Et si l'on commençait par se réjouir que des femmes en grand nombre, après des siècles de soumission institutionnelle, de retrait domestique ou de silence conventuel, aient osé prendre la parole que les clercs leur avait confisquée, se soient engagées à participer activement à l'« office prophétique » du Christ et à l'animation de son corps ecclésial ! C'est par centaine de milliers que se comptent aujourd'hui en France les femmes, mères de familles, célibataires, religieuses et consacrées, qui ont investi le meilleur d'elles-mêmes, leur foi, leur savoir-faire, leur temps et, de plus en plus fréquemment, la formation théologique qu'elles ont eu le courage d'acquérir, au service de l'éveil de la foi, de la catéchisation des enfants, de la pastorale des sacrements de l'initiation chrétienne, de l'animation des aumôneries de jeunes et des communautés paroissiales, de la formation permanente des chrétiens...
Déséquilibre des polarités masculine et féminine
Il n'est sans doute pas illégitime de s'interroger sur les conséquences de ce que l'on nomme, par analogie notamment avec l'Education nationale, la « féminisation des personnels d'Eglise », et singulièrement celle des « agents de la transmission de la foi ». Encore faudrait-il rappeler que ladite transmission, dans l'Eglise, a toujours été assurée par les femmes, comme elle continue souvent de l'être (pour combien de temps ?) par les grands-mères au sein des familles. Ils ne sont pas rares, les jeunes chrétiens — et, parmi eux, les séminaristes — qui pourraient témoigner avoir hérité de la religion de leur grand-mère. Ce qui, soit dit en passant, pourrait expliquer leur attachement à certaines formes d'expression traditionnelles de la foi et de la prière.
Les institutions ont toujours tenu à s'assurer le concours des mères et à prendre appui sur leur pouvoir pour que soit assurée dans l'ordre de la vie privée la transmission des valeurs indispensables à l'ordre public. Dans son traité De l'éducation des filles de 1696, Fénelon indique que les devoirs que les femmes ont à remplir sont « les fondements de toute la vie humaine ». Il ajoute :
« N'est-ce pas elles qui ruinent ou qui soutiennent les maisons, qui règlent tout le détail des choses domestiques, et qui, par conséquent, décident de ce qui touche de plus près à tout le genre humain ?(...) Une femme judicieuse, appliquée et pleine de religion, est l'âme de toute une grande maison, elle y met l'ordre pour les biens temporels et pour le salut. Les hommes mêmes, qui ont toute l'autorité en public, ne peuvent par leurs délibérations établir aucun bien effectif, si les femmes ne leur aident à l'exécuter » 1.

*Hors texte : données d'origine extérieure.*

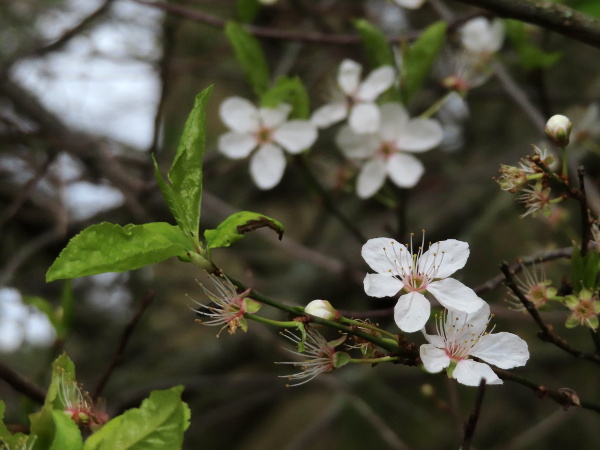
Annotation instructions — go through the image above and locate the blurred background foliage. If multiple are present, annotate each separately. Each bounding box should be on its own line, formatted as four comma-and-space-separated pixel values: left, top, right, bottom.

Sur ce sujet, la République n'en pensera pas moins que l'Eglise et elle se préoccupera rapidement d'éduquer les éducatrices de citoyens, sachant que « toute femme est une école, et [que] c'est d'elle que les générations reçoivent vraiment leur croyance » 2. Cette conviction ancestrale a non seulement perduré, mais elle s'est même renforcée à la faveur de l'irrésistible mouvement de privatisation qui affecte la croyance et du déclin de la figure sociale du père, qui, dans les Eglises d'Occident, se traduit par la raréfaction de leurs représentants qualifiés et de leurs témoins autorisés : les prêtres. En deçà de toute considération ecclésiologique, on peut dire que les femmes occupent désormais un champ de compétences jusque-là dévolues aux seuls prêtres et qu'elles ont investi les lieux où s'attestent la vérité de la foi, la visibilité de l'Eglise et l'unité de son corps, introduisant ainsi au coeur de l'ordre institutionnel les vertus de la vie privée et la vibration d'une sensibilité oubliée.

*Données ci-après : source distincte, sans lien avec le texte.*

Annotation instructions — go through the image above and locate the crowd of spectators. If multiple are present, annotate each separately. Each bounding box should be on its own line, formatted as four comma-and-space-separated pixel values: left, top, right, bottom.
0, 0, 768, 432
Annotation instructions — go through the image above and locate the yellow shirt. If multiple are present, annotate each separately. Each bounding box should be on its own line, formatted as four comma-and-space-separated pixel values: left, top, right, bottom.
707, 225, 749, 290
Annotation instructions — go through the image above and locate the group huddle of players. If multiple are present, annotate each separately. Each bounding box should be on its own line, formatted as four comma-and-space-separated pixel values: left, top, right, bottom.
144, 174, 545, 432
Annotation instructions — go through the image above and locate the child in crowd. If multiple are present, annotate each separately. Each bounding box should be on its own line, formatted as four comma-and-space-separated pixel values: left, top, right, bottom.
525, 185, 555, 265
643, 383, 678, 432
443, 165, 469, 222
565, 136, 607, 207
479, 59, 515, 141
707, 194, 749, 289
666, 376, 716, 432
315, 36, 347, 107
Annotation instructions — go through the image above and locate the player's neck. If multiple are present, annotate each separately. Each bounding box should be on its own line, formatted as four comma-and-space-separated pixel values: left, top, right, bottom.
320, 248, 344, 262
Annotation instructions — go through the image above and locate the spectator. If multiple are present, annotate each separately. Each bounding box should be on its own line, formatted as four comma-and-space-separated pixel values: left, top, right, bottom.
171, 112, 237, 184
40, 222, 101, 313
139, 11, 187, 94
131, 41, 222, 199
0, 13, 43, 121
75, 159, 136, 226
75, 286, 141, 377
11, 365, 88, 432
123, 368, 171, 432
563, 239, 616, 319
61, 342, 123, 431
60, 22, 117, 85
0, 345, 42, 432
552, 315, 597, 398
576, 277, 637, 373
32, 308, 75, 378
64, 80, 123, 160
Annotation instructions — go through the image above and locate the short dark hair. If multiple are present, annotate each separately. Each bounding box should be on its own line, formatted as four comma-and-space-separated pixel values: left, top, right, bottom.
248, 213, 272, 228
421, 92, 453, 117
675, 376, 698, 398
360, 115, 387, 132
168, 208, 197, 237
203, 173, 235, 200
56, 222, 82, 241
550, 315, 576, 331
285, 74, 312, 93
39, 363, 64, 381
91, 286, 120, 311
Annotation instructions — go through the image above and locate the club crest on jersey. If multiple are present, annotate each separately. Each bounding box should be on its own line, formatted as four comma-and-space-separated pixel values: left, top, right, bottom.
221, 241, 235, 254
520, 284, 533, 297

On ne peut s'en réjouir sans s'interroger sur le nouveau déséquilibre des polarités masculine et féminine qui s'instaure dans l'espace ecclésial. D'aucuns s'en inquiètent : l'« absence » des hommes dans l'Eglise, la diminution du nombre de prêtres et leur éloignement progressif des services de proximité, n'auraient-ils pas pour conséquence le développement d'une « Eglise féminine » de plus en plus à distance d'une Eglise hiérarchique considérée comme désespérément masculine ? Un éveil de la foi placé sous le signe exclusif du féminin, une expérience ecdésiale vécue sur le mode domestique et convivial du petit groupe, ne risquent-ils pas d'empêcher une véritable intégration à l'Eglise et de priver jeunes et enfants de modèles d'identification et d'appartenance masculins ? (Là encore, soit dit en passant, on ne s'en préoccupait guère quand le modèle dominant était masculin !) Une transmission au féminin qui échapperait à toute confrontation avec l'autorité ne finirait-elle pas par enfermer la foi dans le piège de l'intériorité et de l'illusion du fusionnel, au détriment d'une réponse objective, libre et responsable à l'injonction évangélique ?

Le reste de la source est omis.